From that point on ArgoCD self-manages: changes to this repo are picked up automatically within the configured reconciliation interval (timeout.reconciliation: 30s).

App catalog (apps/)

apps/ is a Helm chart. apps/templates/applications.yaml loops over every apps/*/app.yaml using Helm fileset + fromYaml and generates an ArgoCD Application for each app that is enabled for the current cluster.

Enabling / disabling apps per cluster

Each app.yaml has a defaultDeploy boolean and optional per-cluster overrides under clusters.<name>:

defaultDeploy: false        # don't deploy everywhere by default
clusters:
  boa1-prod:
    deploy: true            # enable only on this cluster
    values:
      replicaCount: 3       # cluster-specific value override (deep-merged)

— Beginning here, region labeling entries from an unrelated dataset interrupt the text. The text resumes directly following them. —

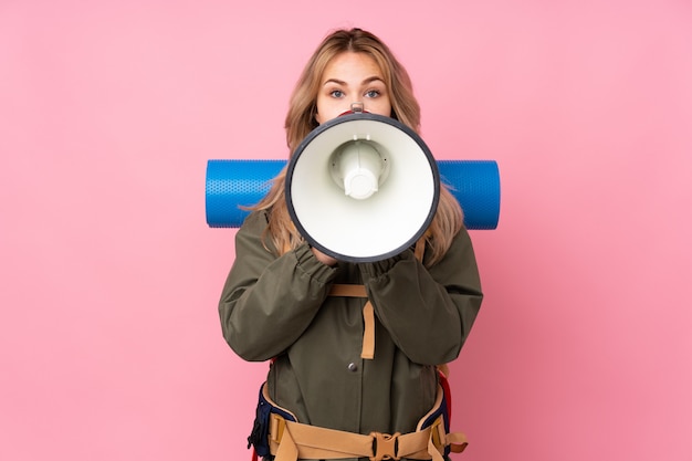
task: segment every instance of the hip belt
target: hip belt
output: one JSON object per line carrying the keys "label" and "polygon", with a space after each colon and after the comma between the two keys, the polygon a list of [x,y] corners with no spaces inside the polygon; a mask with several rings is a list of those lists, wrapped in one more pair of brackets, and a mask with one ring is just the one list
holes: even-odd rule
{"label": "hip belt", "polygon": [[[260,407],[263,407],[262,411]],[[255,429],[259,426],[263,428],[260,431],[253,429],[249,441],[254,444],[259,455],[273,454],[274,461],[342,458],[443,461],[450,451],[460,453],[468,443],[463,433],[448,433],[449,421],[445,420],[444,391],[441,386],[438,386],[436,405],[421,418],[416,431],[403,434],[370,432],[366,436],[297,422],[294,415],[271,400],[266,384],[260,391],[258,418],[261,412],[264,421],[258,425],[255,420]]]}

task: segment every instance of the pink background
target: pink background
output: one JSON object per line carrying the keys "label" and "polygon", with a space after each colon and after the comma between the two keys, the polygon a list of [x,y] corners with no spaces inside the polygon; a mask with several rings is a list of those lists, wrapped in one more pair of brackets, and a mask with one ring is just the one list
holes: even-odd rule
{"label": "pink background", "polygon": [[686,0],[0,2],[0,459],[247,459],[266,364],[217,300],[210,158],[285,158],[333,28],[409,69],[438,158],[494,159],[457,459],[692,460]]}

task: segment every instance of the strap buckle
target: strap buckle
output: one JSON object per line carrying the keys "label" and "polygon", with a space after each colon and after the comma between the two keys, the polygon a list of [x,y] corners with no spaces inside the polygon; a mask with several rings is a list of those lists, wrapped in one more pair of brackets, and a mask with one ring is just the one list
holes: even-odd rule
{"label": "strap buckle", "polygon": [[395,432],[394,434],[370,432],[370,437],[373,437],[373,453],[375,453],[375,455],[370,457],[370,461],[401,459],[398,455],[399,436],[401,436],[400,432]]}

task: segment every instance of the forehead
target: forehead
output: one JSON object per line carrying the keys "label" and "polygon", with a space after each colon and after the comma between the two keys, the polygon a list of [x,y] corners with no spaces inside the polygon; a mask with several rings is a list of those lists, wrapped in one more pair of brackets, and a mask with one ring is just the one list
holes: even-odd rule
{"label": "forehead", "polygon": [[325,66],[323,83],[331,78],[340,81],[363,80],[377,76],[382,78],[382,72],[375,59],[366,53],[345,51],[335,55]]}

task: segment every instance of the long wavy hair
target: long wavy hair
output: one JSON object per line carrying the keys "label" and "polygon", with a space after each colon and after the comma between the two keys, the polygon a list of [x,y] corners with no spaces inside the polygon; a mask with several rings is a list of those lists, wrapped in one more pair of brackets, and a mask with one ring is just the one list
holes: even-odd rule
{"label": "long wavy hair", "polygon": [[[315,50],[291,95],[285,121],[286,144],[291,155],[310,132],[318,126],[315,118],[317,93],[325,67],[332,59],[347,51],[364,53],[375,60],[389,92],[391,117],[420,133],[420,106],[413,96],[411,80],[389,48],[373,33],[361,29],[337,30],[327,35]],[[268,211],[269,226],[262,238],[268,250],[269,239],[280,254],[296,248],[303,241],[289,214],[284,195],[285,180],[286,168],[273,179],[268,195],[250,208]],[[462,226],[463,214],[459,202],[447,186],[441,185],[436,216],[417,242],[419,258],[422,259],[423,251],[429,251],[426,265],[434,264],[444,255]]]}

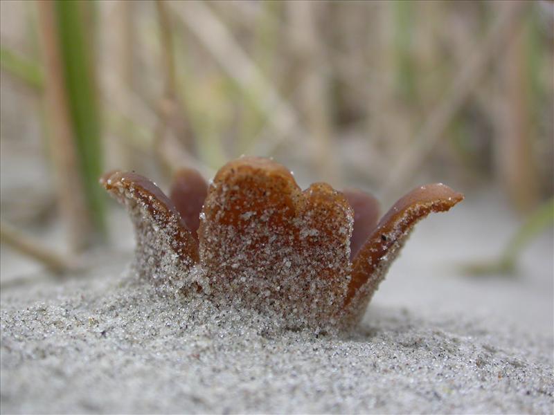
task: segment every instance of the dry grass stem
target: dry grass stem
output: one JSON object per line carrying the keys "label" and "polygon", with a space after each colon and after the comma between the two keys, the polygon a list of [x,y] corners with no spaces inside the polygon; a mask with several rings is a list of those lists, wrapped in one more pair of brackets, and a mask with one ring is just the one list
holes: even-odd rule
{"label": "dry grass stem", "polygon": [[412,145],[397,158],[391,175],[385,183],[385,197],[390,199],[397,194],[400,187],[422,165],[437,142],[443,138],[445,130],[454,116],[474,91],[488,64],[498,50],[510,39],[514,22],[520,19],[528,6],[524,1],[503,4],[502,15],[490,29],[482,45],[461,66],[454,83],[438,107],[431,114]]}
{"label": "dry grass stem", "polygon": [[57,169],[60,213],[67,225],[70,250],[87,243],[91,229],[81,175],[76,158],[56,33],[53,1],[38,1],[39,23],[45,68],[46,110],[51,120],[52,156]]}
{"label": "dry grass stem", "polygon": [[0,224],[0,237],[3,242],[11,248],[45,265],[53,271],[62,273],[74,268],[73,264],[60,254],[3,221]]}

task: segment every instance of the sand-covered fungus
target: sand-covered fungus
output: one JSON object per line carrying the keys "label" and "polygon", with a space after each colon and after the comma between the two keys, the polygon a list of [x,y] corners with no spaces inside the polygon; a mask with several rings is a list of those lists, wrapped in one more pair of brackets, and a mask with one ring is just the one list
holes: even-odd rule
{"label": "sand-covered fungus", "polygon": [[325,183],[303,191],[285,167],[256,157],[227,163],[209,186],[183,169],[170,198],[135,173],[100,183],[129,212],[143,277],[317,330],[353,327],[416,223],[463,199],[422,186],[377,223],[373,196]]}

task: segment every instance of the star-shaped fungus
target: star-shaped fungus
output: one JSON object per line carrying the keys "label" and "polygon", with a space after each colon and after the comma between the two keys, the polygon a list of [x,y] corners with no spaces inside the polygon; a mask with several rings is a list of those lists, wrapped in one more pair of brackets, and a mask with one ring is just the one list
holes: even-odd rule
{"label": "star-shaped fungus", "polygon": [[316,330],[355,326],[416,223],[463,199],[443,184],[422,186],[377,222],[373,196],[321,183],[303,191],[285,167],[256,157],[227,163],[209,186],[183,169],[170,198],[135,173],[100,183],[127,208],[142,277]]}

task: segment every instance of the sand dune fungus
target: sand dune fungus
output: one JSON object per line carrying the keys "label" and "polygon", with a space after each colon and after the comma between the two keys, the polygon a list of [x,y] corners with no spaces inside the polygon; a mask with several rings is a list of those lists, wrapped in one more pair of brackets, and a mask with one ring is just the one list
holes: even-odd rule
{"label": "sand dune fungus", "polygon": [[422,186],[377,223],[370,195],[325,183],[303,191],[285,167],[254,157],[227,163],[209,186],[182,169],[171,199],[135,173],[100,183],[129,212],[140,275],[315,329],[354,326],[416,223],[463,199],[443,184]]}

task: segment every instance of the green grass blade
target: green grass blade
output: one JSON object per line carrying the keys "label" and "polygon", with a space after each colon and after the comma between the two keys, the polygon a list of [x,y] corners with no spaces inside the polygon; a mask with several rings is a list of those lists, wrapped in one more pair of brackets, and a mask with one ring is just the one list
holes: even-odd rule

See the App reference for the full field list.

Apps built in CI

Any app directory that contains both a Chart.yaml and a Dockerfile is treated as a first-party image. CI builds it on every merge to main and pushes to ghcr.io/homescalecloud/<name>.

Cluster topology

Cluster Role
mgmt Runs ArgoCD, Infisical operator, and shared infrastructure components
boa1-prod Production workloads for region boa1
boa1-gw Gateway cluster for region boa1; bare-metal provisioning, subnet routing

Gateway clusters (*-gw) have three distinct roles:

  • Bare-metal provisioning — the omni-infra-provider app runs the Omni infrastructure provider to PXE-boot Talos nodes in the region
  • Subnet routing — a NetBird subnet router exposes the region's BMC and MGMT subnets across the WireGuard mesh so they're reachable from mgmt and CI
  • Region ↔ mgmt connectivity — bridges region-local services to the central mgmt cluster

Sync wave order

ArgoCD sync waves control the ordering of app deployments on a cluster. Lower wave numbers sync first.

Wave Apps Why first
-40 cilium CNI must be ready before any other pod can schedule
-35 infisical, multus Secrets operator must be ready so other apps can pull secrets; Multus for multi-homed pods
-30 cert-manager, argocd, rbac TLS infrastructure and access control before workloads
-25 generic-device-plugin Node resource registration before consumers
-20 netbird, cert-manager-crs, spegel Mesh access and certificate issuers before services need them
-10 external-dns, netbird-crs, kubelet-serving-cert-approver DNS registration and network routing before apps
-5 volsync Backup operator ready before app PVCs need it
0 everything else Default wave
1+ apps that depend on wave-0 apps

CI/CD pipeline

Three reusable workflows are called from .github/workflows/ci.yaml:

scan — security and lint

Runs on every PR and push:

  • pre-commit — YAML lint, trailing whitespace, detect-secrets, Helm lint
  • PR title validation against Conventional Commits (enforced by gitlint)
  • CodeQL — static analysis
  • Trivy — config scan for misconfigurations in Kubernetes manifests

build — Docker images

  • Detects which apps/*/ directories changed (on PRs); builds all on push to main
  • Builds the Dockerfile if present, pushes to ghcr.io/homescalecloud/<name>
  • Runs a Trivy image scan on each built image
  • Lints Helm charts (helm lint)

deploy — infrastructure and cluster sync

Runs only on push to main (after scan and build pass):

  1. Joins the NetBird mesh with an ephemeral one-time setup key so it can reach internal infrastructure
  2. Terraform plan/applyinfra/terraform/ manages Cloudflare DNS, DigitalOcean, Infisical project setup, NetBird configuration
  3. Omni cluster template sync — for clusters whose cluster.yaml changed, pushes the updated template to Omni

ArgoCD then picks up any Git changes and reconciles cluster state automatically — no deploy step needed for app changes.